Surtout que ces journalistes dominants leur montrent régulièrement qu’ils n’ont rien compris aux véritables raisons de leurs votes (et qui n’ont le plus souvent qu’un lointain rapport avec les questions d’immigration ou de sécurité). Comment ne les trouveraient-ils pas bêtes et mal intentionnés ? Mais par-delà ces aspects se posent surtout deux questions.

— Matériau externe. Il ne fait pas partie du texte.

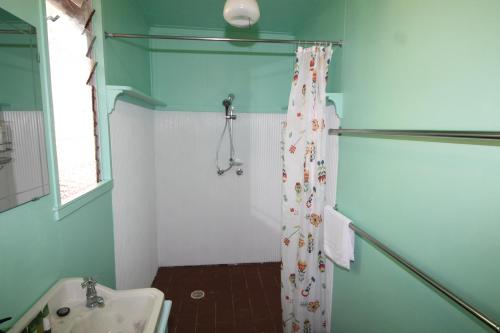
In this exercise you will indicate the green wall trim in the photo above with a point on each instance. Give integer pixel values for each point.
(131, 95)
(196, 76)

Est-ce que la manière dont les informations générales sont triées et traitées dans les médias contribue à légitimer indirectement le discours de M. Le Pen ? Comment se fait-il que les journalistes dominants soient incapables d’intégrer les connaissances en sciences sociales dans leurs analyses et leur travail, au point de devenir aveugles et ingénus ?

Propos recueillis par Marine Tertrais pour JOL Press

Jacques Le Bohec est professeur à l’Université Lyon 2, diplômé de Sciences-Po Bordeaux et chercheur au GAP (groupe d’analyse politique de Nanterre)

Ouvrages parus:
– Gauche-droite. Genèse d’un clivage politique, coll. en codirection avec C. Le Digol, PUF
– Dictionnaire du journalisme et des médias, PUR, 2010.

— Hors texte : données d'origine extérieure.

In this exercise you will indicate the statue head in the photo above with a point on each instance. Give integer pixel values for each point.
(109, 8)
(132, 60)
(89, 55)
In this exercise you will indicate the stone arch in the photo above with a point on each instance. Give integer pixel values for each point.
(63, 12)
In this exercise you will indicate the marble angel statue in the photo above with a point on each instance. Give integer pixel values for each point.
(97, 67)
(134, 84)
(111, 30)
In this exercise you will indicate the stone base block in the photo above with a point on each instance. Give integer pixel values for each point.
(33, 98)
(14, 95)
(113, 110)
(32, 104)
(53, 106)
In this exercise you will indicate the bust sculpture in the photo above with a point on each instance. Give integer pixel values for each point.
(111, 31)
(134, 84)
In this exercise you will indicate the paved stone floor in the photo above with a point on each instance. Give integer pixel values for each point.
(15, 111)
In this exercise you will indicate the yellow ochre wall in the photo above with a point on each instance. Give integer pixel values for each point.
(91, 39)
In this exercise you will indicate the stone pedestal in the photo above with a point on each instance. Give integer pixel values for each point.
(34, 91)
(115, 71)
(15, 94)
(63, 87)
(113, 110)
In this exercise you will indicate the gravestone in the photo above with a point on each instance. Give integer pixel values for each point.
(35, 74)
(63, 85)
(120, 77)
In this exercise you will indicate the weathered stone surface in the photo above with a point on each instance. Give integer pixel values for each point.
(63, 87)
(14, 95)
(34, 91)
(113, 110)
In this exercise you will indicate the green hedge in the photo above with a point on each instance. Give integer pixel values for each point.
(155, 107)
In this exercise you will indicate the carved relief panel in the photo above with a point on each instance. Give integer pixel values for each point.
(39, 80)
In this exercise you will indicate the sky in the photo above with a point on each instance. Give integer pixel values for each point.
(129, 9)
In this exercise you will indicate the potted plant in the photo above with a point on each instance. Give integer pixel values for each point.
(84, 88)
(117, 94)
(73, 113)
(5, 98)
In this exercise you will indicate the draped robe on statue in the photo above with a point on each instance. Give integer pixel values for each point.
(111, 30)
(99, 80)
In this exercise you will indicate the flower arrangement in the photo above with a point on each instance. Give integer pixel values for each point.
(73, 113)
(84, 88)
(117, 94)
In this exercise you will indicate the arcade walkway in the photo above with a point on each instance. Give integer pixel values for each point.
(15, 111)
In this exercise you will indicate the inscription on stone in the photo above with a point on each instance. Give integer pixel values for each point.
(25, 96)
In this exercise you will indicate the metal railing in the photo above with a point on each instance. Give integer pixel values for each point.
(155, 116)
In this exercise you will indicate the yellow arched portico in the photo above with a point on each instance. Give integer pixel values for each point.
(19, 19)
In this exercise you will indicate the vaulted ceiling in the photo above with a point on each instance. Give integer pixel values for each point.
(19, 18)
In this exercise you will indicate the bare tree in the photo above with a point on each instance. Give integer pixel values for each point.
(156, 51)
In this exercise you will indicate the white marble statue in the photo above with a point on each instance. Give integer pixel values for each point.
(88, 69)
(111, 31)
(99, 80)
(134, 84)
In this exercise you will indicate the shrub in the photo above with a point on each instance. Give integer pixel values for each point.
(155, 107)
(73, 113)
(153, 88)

– Elections et télévision, PUG, 2007.
– Sociologie du phénomène Le Pen, La Découverte, Repères, 2005.
– Les interactions entre les journalistes et J.-M. Le Pen, L’Harmattan, 2004.
– L’implication des journalistes dans le phénomène Le Pen, L’Harmattan, 2004.
– Les mythes professionnels des journalistes, L’Harmattan, 2000.
– Les rapports presse-politique, L’Harmattan, 1997.